At this point, I'm leaning towards the cheaper movers, just so I can have something on the stage other than pars. At $100 I wouldn't care if one failed, too much. I'd probably buy a couple extra to keep as spares. But then, there's a due date on them all at some point, and it won't be on the same day, and if I were down to 3 and couldn't find a matching 4th, I'd be bent. I've been using Chauvet pars for years with no issues or failures so I have a pretty high level of confidence in them. Argh. It's a frustrating place to be. If I bought the Chauvets, I would not be worried and I'd a little proud of the lights I throw on the truss. If I bought the Chinese, I'd hope they worked that night. I simply don't have any experience with movers. 

So, not sure if this is even the proper venue for this discussion but like I said, the forum popped up in a google search so I thought I'd give it a try. Hoping to hear from people with real world experience with this, not just conjecture. 

Thoughts?

Here's some cheap movers on amazon: https://www.amazon.com/s/ref=nb_sb_...i:aps,k:spot+Moving+Heads&tag=controlbooth-20

Thanks, Darin
www.hiredsound.com


----------



## macsound (Jun 15, 2018)

Hi there
FYI I come from the theatrical side, not club side...

I'm a big believer in getting knock off stuff too because the price can't be beat and it must have some sort of lifespan.

With cheap chinese moving lights, however, I've noticed them to be in the realm of cheap chinese projectors. Dim to Dark.
I'd take some used and very old Martin or Vari-Lites any day, and they'll probably pay off more for you if you're aiming for impact.
Even 2 arc source washes would instantly add tons of punch.


----------



## porkchop (Jun 15, 2018)

First of welcome to CB. Given the types of jobs you're hoping to attract would there be much use to going half and half. Get two "good" fixtures so you have enough units to give the lead singer nice front light special and then get 2 or 4 china specials for the type of additional flash and trash effects where accuracy and repeatability are less of a concern.


----------



## Amiers (Jun 18, 2018)

Never go full retard -Tropic Thunder


Some how I missed this thread. Definitely don’t go full cheap mix it up and as you make money to dump back into your inventory stock up on better gear. 

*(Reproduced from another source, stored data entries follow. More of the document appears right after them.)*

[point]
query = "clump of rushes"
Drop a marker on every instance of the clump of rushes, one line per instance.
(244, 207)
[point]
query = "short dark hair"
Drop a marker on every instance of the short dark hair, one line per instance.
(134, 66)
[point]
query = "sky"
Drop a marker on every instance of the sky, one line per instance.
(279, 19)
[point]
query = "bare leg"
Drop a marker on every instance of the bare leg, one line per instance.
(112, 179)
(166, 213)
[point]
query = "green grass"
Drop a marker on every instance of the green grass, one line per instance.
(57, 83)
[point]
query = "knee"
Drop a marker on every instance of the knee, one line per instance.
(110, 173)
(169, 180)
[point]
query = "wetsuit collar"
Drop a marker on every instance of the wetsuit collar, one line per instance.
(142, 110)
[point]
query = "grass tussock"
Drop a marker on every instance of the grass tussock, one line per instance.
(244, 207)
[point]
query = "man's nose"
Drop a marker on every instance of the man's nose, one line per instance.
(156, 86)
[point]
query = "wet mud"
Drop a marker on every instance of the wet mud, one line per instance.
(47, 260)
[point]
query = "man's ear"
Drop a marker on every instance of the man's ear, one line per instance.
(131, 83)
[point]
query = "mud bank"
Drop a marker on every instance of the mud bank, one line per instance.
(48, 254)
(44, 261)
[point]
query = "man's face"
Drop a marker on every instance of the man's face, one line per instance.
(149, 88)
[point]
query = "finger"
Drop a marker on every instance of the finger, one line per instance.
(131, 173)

And always buy plenty of extras of Chinese gear. It’s made in bulk if you buy once then go back a month later the fixture could be totally different.


----------



## Chase P. (Jun 20, 2018)

I've used some of the cheap knockoffs, with mixed results. I found that that some of the really cheap ones didn't mix the RGBW at all, just kind of focused it. The beam of light looked fine, but the projected pattern on a surface was four colored squares caused by the emitters.

I've got a several of the Rokker brand Sharpy knockoffs, and I've been pretty pleased with them. They reliably hit their spikes in cues when I use them as specials, and they've been pretty durable. They feel very solidly made.

Let us know which ones you go with, and what your experience is. I've looked at several on your Amazon list myself. A review from someone in the industry would be far more helpful than the unknown origins of the ones on Amazon.


----------



## TNasty (Jun 21, 2018)

Coming from a full budget stand point in my company, I've dealt with a few different knockoff/uber-generic devices, and I figure you'd be interested in my findings.

"Lixada" (or no-name) 100w RGBW moving heads
-Not too terrible. They'll run you about $50/ea, but you can get them for less when they're sold as a lot (I got two for $90, shipped)
-Color is decent, but for some reason you're still able to see individual colors in the beam if you crank each color to the max
-The beam seems a tad tight for a "wash" light, and isn't very circular (looks more like a jagged hexagon)
-One of the reasons I bought these over other options is that the LEDS are actually RGBW diodes, so you won't get strange chromatic shadows
-They feel relatively sturdy (as far as a $50 light goes), but I wouldn't want to tour with or do daily/weekly mobile DJ work with them
-Biggest issue I have with them is that they do not "hold" their DMX signal... After about one second of no signal the units will go black and rotate to (0,0)
-Their personality is a bit strange. There isn't an individual channel for strobe control, so once the dimmer channel goes high enough, you'll start handing out seizures.
-Overall I like them, but I'd give them a couple weeks of testing before actually depending on them, and giving them the "shake test" when you unbox them to check for loose bits.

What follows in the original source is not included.